Sevmeden anlaşılmaz tasavvuf kitapları

Tasavvuf ve din kitapları tıpkı kişisel gelişim kitapları gibi 'sürüsüne bereket' bir hâl aldı. Bu tip okumaları uzun yıllardır yapan biri için doğru kitapları keşfetmek güç değil. Danışacak birilerinin olması da çok önemli. Detay dediğimiz tasavvufta hiçtir. Ol vesileyle bu yıl okuduğum, dolu dolu okuduğum kitapları, yazarlarıyla birlikte sıralayayım: Ahmed Güner Sayar'dan Şeyh Bedreddin, William C. Chittick'ten Kozmos'un Hakîkati, Yavuz Selim Uzgur efendinin Sadık Yalsızuçanlar'la birlikte söyleşmesiyle ortaya çıkan Anadolu'nun Kalbi: Harakânî adlı nefis kitabı, İsmail Toprak'tan Bektâşî Hikâyeleri, Mustafa Kara'dan İbn Teymiye'ye Göre İbn Arabî ve Rıza Yıldırım'dan Geleneksel Alevilik.

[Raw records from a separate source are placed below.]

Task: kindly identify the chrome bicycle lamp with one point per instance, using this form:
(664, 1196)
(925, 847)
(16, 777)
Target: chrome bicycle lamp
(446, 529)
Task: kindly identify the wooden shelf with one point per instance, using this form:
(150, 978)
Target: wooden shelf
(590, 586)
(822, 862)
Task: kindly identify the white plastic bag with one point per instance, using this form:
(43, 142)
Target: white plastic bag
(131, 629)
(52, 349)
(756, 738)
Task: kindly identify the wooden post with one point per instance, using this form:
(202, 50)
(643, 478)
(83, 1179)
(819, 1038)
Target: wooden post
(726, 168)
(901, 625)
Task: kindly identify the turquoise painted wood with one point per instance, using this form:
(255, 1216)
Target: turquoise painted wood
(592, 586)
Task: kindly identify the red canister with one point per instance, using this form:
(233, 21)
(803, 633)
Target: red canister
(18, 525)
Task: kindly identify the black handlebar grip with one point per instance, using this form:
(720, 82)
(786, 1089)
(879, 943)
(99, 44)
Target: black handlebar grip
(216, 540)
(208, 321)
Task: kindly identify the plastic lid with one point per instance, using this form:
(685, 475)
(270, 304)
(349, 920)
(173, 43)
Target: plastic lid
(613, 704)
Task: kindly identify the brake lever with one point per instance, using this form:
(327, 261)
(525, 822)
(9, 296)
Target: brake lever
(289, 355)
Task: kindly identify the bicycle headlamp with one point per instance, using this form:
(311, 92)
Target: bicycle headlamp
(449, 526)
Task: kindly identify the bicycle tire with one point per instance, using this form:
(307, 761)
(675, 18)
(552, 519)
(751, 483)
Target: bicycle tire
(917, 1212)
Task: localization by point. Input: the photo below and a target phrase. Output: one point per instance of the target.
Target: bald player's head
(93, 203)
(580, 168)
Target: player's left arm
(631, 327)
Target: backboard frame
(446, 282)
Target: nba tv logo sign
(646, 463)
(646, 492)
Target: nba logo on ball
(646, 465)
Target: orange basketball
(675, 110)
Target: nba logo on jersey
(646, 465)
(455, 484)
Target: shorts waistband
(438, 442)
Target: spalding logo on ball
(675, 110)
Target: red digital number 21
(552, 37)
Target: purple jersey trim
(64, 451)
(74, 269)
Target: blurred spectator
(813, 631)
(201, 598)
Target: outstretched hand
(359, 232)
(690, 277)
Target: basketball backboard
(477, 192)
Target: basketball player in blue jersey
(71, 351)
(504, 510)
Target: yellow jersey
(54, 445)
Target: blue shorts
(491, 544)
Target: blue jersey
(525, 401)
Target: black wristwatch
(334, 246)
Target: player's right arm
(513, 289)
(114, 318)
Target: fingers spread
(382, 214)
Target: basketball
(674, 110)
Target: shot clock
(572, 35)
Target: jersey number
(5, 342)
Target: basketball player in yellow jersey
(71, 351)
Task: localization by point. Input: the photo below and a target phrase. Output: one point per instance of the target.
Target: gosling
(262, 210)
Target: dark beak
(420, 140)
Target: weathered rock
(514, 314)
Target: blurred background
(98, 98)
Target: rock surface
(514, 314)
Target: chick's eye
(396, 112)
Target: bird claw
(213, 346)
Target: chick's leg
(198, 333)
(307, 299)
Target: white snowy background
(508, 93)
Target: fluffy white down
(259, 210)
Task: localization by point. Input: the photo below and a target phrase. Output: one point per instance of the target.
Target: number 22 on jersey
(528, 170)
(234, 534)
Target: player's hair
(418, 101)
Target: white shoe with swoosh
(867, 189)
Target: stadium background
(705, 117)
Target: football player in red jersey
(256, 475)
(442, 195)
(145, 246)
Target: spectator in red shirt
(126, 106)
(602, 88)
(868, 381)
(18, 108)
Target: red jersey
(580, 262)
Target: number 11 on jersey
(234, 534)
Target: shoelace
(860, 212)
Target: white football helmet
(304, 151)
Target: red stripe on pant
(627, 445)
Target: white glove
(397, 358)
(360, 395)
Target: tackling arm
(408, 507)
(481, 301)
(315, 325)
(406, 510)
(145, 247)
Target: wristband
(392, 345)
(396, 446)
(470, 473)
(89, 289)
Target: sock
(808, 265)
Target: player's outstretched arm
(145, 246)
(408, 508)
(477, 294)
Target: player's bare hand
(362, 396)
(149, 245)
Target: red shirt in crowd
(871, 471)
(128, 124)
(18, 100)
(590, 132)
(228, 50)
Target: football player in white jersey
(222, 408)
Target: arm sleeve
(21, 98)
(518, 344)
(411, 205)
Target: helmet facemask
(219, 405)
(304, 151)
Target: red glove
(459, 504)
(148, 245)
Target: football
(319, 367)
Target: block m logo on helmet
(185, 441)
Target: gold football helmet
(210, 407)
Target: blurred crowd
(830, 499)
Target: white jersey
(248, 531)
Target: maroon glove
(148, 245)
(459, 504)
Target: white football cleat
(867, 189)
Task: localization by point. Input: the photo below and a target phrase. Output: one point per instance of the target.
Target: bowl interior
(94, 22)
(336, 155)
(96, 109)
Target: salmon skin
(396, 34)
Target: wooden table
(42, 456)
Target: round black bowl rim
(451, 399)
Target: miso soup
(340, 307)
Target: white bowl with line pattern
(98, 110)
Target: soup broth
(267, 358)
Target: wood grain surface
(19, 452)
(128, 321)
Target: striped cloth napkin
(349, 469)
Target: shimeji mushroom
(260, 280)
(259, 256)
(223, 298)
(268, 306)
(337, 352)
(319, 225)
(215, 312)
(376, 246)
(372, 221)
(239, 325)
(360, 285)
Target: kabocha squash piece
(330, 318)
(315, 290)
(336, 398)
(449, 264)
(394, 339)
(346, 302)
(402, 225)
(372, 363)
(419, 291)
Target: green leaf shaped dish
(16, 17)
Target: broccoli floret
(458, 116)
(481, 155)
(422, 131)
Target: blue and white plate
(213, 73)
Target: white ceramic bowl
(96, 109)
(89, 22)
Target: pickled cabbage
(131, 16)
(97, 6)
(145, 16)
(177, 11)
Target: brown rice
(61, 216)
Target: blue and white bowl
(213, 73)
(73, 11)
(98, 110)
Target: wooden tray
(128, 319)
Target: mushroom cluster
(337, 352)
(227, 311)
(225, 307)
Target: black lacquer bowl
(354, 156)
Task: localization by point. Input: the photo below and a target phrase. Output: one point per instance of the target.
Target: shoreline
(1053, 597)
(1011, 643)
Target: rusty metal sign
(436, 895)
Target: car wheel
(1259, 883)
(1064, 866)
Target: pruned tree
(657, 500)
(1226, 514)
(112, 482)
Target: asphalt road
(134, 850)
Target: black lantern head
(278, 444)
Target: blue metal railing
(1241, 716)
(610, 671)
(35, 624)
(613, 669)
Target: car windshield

Merak duyduğum her alana nüfuz eden bu çalışmaları ve yazarlarını uzun yıllar ilgiyle takip ettiğimi ve okuduğumu da belirtmek isterim.

Futbol artık düşünülüyor, sağlık sektörü daha sert eleştiriliyor

Memleketimizde nitelikli futbol kitaplarına ulaşmak mutluluk verici oldu 2018'de. İletişim Yayınları'nın futbol kitaplığına İthaki Yayınları da önemli çevirileriyle omuz verdi. Ayrıca Metis'ten de olağanüstü bir futbol-düşünce kitabı çıktı. Yapı Kredi Yayınları'ysa XXI. Yüzyıl Kitapları koleksiyonunda çok önemli çeviriler sunuyor. Bu çeviriler daha çok beden ve ruh sağlığı, bir sektöre dönüşen sağlık, varlık ve kimlik arayışı ile yeryüzünün değişmekte olan yapısında insanın hâline temas ediyor. Futboldan sağlığa doğru listeyi hemen sunayım: Vecdi Çıracıoğlu'ndan Gladyatör, Simon Critchley'den Futbol Düşünürken Aslında Ne Düşünürüz, David Winner'dan Harika Portakal, Moritz Rinke'den Oyunu Okumak, Carl Cederström ve Andre Spicer'den Sağlık Hastalığı, Jonathan M. Metzl ve Anna Kirkland'dan Sağlığa Karşı.

Kitaplar hakkında yazmak, o kitabı unutturmuyor

2012 yılının Şubat ayında kurduğumuz ve o zamandan beri yayın yönetmenliğini yürüttüğüm ruhunakitap.com, 2018'de toplam 207 kitap incelemesi sundu. Arşiv 1000 yazıya ulaştı. Yukarıda ismi geçen kitapların birçoğu hakkında blogda yazılarım yer alıyor. Kitaplara dair ilgisi olanlar bu yazıları da okuyup satın alıp almama konusunda bir karara varabilirler. Zira zamanında hiç etiketine bakmayıp eve poşet poşet taşıdığımız kitaplar için bizi pişman edecekler gibi görünüyor. Korkunç fiyatlar var ortada. Bir kitap almak için uzun uzun düşündüğümüz günler. Allah samimi okurların kesesini bereketlendirsin.